One of the biggest driving factors behind my decision to go vegan and pursue holistic nutrition is my chronic menstrual cramps & PMS symptoms that consume and leave me bedridden every month. Having struggled with this for over a decade, and being tired of traditional doctors suggesting birth control or taking Advil every 4 hours to manage the pain, I’ve had enough. It’s time to stop suppressing the pain, and start listening to my body & get to the ROOT of the problem (pun intended)! This pain can’t possibly be “normal” despite how everyone seems to make it so. I thought, there has to be a body-friendly alternative that’ll curb the great discomfort that comes with Aunt Flo. Little did I know, GINGER is that alternative. A surprisingly effective one, too!
Being in quarantine, I decided to make good use of my extra time by enrolling in a holistic nutrition program that’s already changing my life for the better. I’ve even made a new best friend from it – ginger. So far, one of the main valuable takeaways from the class is that ginger can work as well if not better than Advil to alleviate excruciating menstrual cramps, without the dangerous side effects of acetaminophen!* Seriously – I thought I had tried absolutely EVERYTHING to manage this chronic pain… but somehow I must have overlooked the power of ginger. It is a wonderful anti-inflammatory herb/spice, so I’m not surprised.
A study found that even just an eighth of a teaspoon (of ginger) three times a day appeared to (alleviate menstrual cramps), dropping pain from an eight to a six and, in the second month, down to a three. What about the duration of pain? A quarter teaspoon of ground ginger three times a day not only dropped the severity of pain from a seven down to a five but also decreased the duration of total hours in pain from 19 hours down to about 15 hours, indicating that three quarters of a teaspoon of ginger a day for three days is a safe and effective way to produce pain relief in those with painful menstrual cramps. How does ginger compare with ibuprofen? An eighth of a teaspoon of ginger powder four times a day for three days versus 400 milligrams of Motrin were put to the test, and the ginger worked just as well!Dr. Michael Greger, author of How Not To Die & Founder of NutritionFacts.org
After learning this, I made it a point to incorporate more ginger into my diet, whether it be cooked into my meals, or enjoyed in a beverage. Let’s just say that an abundance of ginger root & powder is now a staple in my cooking… and it certainly paid off this month.

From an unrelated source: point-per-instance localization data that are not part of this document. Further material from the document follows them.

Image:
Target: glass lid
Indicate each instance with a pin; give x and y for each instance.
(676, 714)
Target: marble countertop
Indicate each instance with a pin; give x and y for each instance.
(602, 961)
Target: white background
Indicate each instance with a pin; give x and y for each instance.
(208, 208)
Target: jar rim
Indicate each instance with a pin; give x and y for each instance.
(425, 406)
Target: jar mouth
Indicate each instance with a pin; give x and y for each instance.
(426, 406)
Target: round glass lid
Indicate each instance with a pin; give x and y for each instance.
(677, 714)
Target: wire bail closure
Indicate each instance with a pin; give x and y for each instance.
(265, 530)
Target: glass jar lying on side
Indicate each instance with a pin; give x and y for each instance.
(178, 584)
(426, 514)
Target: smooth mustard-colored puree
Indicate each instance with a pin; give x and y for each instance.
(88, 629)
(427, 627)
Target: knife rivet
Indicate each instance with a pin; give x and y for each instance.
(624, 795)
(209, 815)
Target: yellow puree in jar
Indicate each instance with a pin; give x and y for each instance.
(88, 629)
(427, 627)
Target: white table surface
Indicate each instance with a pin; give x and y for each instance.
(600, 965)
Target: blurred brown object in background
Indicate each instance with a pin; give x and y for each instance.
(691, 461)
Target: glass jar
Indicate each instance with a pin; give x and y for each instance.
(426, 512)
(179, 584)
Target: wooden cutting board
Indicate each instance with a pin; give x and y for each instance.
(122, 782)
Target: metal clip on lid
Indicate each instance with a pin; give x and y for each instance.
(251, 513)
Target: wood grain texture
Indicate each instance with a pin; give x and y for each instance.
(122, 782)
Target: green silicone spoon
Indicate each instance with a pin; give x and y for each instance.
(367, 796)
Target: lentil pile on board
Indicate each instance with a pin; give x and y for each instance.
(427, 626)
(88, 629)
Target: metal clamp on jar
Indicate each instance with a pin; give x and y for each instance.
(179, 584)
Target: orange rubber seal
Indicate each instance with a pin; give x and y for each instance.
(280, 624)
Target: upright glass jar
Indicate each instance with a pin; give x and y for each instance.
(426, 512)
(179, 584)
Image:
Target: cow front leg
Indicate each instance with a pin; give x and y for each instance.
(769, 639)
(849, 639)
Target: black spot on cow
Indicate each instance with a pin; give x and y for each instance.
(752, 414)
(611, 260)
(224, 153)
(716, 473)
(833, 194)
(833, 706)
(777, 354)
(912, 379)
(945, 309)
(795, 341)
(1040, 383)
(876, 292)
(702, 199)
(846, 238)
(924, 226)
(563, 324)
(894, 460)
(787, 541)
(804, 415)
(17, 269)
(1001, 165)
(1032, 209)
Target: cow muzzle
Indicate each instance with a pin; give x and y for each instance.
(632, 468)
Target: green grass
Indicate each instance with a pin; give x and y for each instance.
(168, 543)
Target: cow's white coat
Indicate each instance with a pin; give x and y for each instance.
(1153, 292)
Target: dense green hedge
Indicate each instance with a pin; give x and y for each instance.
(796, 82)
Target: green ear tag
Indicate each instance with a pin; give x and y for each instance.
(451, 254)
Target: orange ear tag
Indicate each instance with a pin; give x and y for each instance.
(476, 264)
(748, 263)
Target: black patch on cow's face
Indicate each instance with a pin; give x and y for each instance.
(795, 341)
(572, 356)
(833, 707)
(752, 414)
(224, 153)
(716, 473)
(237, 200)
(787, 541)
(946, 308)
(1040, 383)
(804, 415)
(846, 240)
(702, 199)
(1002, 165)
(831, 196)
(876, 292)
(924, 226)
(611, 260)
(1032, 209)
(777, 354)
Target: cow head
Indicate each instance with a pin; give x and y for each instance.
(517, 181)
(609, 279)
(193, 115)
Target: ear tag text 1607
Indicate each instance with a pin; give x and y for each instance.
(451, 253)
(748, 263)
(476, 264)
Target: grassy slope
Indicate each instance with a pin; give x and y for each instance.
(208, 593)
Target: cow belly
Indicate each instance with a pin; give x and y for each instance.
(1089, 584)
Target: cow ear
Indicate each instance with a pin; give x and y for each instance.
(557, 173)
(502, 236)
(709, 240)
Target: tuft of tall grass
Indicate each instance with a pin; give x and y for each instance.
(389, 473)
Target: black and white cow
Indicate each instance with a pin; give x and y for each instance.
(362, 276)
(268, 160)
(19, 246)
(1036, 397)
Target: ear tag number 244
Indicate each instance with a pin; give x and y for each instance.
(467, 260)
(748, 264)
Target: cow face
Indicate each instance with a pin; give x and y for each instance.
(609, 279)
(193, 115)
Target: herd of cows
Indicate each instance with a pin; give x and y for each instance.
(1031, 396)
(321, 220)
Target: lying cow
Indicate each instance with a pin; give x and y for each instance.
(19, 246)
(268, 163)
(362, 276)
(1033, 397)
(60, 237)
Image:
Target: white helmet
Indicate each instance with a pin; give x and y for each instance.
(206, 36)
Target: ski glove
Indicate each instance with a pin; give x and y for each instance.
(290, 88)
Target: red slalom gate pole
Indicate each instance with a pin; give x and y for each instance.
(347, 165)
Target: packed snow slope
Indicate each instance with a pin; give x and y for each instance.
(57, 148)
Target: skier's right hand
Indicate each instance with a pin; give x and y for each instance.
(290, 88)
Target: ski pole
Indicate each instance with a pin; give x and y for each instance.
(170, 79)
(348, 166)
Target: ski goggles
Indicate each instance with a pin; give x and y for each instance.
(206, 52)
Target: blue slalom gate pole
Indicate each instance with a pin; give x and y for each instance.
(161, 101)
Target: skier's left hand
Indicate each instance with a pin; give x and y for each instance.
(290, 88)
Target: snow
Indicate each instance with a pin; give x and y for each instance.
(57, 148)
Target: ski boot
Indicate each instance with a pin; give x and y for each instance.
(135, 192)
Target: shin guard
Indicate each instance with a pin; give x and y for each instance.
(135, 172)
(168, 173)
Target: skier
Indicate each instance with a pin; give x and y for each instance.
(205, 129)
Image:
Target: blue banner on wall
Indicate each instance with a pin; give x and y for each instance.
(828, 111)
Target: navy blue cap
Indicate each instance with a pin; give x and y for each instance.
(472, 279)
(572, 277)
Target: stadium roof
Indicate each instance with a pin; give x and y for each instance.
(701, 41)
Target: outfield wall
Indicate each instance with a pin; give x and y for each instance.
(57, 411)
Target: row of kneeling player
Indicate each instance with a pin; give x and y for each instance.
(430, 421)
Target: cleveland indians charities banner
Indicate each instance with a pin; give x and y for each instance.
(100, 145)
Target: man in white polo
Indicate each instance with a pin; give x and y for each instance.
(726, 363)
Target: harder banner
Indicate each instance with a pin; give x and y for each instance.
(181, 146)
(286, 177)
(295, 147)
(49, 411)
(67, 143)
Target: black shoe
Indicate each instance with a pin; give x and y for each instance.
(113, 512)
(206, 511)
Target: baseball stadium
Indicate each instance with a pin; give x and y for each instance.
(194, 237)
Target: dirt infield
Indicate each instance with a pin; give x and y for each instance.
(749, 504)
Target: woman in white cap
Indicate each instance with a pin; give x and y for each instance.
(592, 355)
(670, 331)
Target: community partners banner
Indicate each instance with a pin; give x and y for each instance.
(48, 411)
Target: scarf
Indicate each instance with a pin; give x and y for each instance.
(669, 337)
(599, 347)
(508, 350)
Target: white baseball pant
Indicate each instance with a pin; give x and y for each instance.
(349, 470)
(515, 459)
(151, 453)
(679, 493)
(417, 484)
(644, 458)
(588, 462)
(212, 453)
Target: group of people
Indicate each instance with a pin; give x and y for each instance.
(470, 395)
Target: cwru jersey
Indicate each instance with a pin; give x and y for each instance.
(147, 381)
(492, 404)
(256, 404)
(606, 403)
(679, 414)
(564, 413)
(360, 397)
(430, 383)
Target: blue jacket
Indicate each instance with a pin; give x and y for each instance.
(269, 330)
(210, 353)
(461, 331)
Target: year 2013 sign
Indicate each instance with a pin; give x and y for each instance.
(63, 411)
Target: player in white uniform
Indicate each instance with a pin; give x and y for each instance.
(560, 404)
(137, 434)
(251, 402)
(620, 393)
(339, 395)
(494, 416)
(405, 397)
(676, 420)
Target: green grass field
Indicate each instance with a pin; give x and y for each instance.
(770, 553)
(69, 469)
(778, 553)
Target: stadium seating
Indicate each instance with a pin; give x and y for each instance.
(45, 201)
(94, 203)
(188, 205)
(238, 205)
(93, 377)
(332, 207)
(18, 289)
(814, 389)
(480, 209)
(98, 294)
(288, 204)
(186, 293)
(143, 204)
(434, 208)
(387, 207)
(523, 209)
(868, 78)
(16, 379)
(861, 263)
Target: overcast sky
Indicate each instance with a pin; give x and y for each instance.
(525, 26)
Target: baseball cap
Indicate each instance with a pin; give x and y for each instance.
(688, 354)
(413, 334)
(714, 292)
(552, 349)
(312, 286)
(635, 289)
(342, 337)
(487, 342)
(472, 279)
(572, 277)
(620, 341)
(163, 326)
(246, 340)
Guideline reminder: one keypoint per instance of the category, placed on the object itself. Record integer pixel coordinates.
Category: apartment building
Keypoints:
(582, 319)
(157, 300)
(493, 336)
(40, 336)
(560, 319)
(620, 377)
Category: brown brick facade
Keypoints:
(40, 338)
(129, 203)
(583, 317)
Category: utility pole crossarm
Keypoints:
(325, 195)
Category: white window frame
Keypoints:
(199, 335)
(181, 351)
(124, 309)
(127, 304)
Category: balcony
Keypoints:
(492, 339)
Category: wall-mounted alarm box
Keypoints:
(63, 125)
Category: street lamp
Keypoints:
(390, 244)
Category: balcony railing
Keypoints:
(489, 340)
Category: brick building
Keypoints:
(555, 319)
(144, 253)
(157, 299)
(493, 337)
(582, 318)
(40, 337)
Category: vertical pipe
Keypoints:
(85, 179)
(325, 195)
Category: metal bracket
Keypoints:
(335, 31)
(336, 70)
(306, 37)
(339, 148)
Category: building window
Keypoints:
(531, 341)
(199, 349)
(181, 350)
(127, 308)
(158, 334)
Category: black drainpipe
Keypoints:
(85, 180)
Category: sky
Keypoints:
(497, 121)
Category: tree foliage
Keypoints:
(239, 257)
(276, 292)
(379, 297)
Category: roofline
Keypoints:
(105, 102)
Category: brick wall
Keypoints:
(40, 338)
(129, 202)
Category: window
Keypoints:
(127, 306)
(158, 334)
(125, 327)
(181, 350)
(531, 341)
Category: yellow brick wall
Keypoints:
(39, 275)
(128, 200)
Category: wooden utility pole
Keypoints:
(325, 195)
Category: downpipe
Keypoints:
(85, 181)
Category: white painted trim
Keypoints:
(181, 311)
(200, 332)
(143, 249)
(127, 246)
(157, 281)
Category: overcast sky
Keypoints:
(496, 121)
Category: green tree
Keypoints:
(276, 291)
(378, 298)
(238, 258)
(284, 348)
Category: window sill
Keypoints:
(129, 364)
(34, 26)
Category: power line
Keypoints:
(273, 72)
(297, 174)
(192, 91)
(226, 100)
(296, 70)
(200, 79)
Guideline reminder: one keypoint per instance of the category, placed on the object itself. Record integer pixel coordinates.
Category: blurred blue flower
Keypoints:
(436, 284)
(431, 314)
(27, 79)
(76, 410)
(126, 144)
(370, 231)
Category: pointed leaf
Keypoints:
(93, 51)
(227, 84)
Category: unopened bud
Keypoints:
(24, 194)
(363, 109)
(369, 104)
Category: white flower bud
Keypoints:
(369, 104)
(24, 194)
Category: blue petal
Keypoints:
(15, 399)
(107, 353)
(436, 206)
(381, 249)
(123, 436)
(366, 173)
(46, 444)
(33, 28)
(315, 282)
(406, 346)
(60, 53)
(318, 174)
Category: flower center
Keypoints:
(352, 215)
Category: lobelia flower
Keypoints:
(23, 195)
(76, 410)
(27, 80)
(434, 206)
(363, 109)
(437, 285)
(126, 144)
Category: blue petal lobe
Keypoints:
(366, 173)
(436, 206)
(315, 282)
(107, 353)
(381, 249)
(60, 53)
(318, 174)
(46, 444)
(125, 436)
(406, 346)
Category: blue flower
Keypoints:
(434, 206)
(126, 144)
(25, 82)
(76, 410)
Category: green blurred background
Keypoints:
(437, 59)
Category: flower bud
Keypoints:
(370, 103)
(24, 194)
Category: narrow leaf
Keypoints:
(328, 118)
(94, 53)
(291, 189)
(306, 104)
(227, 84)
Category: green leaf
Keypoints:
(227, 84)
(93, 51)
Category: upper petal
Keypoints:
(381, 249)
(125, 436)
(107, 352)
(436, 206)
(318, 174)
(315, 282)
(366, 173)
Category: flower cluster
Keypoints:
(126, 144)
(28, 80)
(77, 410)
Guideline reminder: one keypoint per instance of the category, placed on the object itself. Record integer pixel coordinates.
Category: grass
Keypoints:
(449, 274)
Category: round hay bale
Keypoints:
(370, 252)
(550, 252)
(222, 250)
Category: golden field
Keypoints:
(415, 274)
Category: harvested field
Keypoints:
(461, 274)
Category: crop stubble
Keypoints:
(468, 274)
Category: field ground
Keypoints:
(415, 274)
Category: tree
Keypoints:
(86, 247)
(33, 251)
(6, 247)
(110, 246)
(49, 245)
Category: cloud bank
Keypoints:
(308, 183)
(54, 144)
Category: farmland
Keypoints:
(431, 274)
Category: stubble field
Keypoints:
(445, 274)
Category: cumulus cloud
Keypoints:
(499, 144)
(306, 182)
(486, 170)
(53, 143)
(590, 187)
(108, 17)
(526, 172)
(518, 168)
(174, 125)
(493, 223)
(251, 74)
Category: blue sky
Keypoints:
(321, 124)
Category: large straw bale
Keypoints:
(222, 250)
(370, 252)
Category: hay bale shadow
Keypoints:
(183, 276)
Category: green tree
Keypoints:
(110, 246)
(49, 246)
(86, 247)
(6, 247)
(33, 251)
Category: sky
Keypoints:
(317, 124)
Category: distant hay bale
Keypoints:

It’s important to look at everything as a whole when it comes to holistic health. So rather than doing things specifically just to “cure” my cramps, I knew I had to make lifestyle and dietary changes as well to reap the full benefits. With that said, when I say ginger can work as well if not better, I want to clarify that I am using ginger while practicing other healthy habits like eating lots of fruits & veggies, not having inflammatory foods like meat, dairy, and eggs, minimizing refined sugar intake, exercising everyday for at least 30 minutes, using non-toxic sanitary pads, and getting an average of 8 hours of sleep each night. I truly believe that this remedy works phenomenally in conjunction with everything else I’ve been doing to heal my body overall, and help her function optimally everyday even when we’re not menstruating!
Two weeks leading up to my period, I prepared my plant-based meals with lots of ginger, drank plenty of ginger tea, and learned to make a simple but satisfying healthy ginger ale. The result? *DRUMROLL*
May 2020 marks my very first month of very minimal cramping and PMS symptoms, and NO PILLS needed! This may not sound like a big deal to most, but it’s a MAJOR milestone for me & my body. Here’s to hoping this natural remedy will keep me pain-free (or at least very manageable) until I’m done with periods forever. Things are looking up though 🙂
Ginger ale is a great way to up your water intake while getting that zing in your body! Store-bought ginger ale either comes with loads of sugar or unhealthy sweeteners like aspartame though, so I recommend staying away from those.
To make your own healthy ginger ale at home, gather:
- sparkling water
- fresh ginger root, grated
- a squeeze of lemon or lime juice
For sparkling water, you can invest in a soda stream or buy bottled sparkling water of your choice. Grate an inch of ginger, and add it into the sparkling water. Squeeze some lemon or lime juice (to taste) and stir well. If you desire a bit of a sweeter taste, try adding some coconut sugar.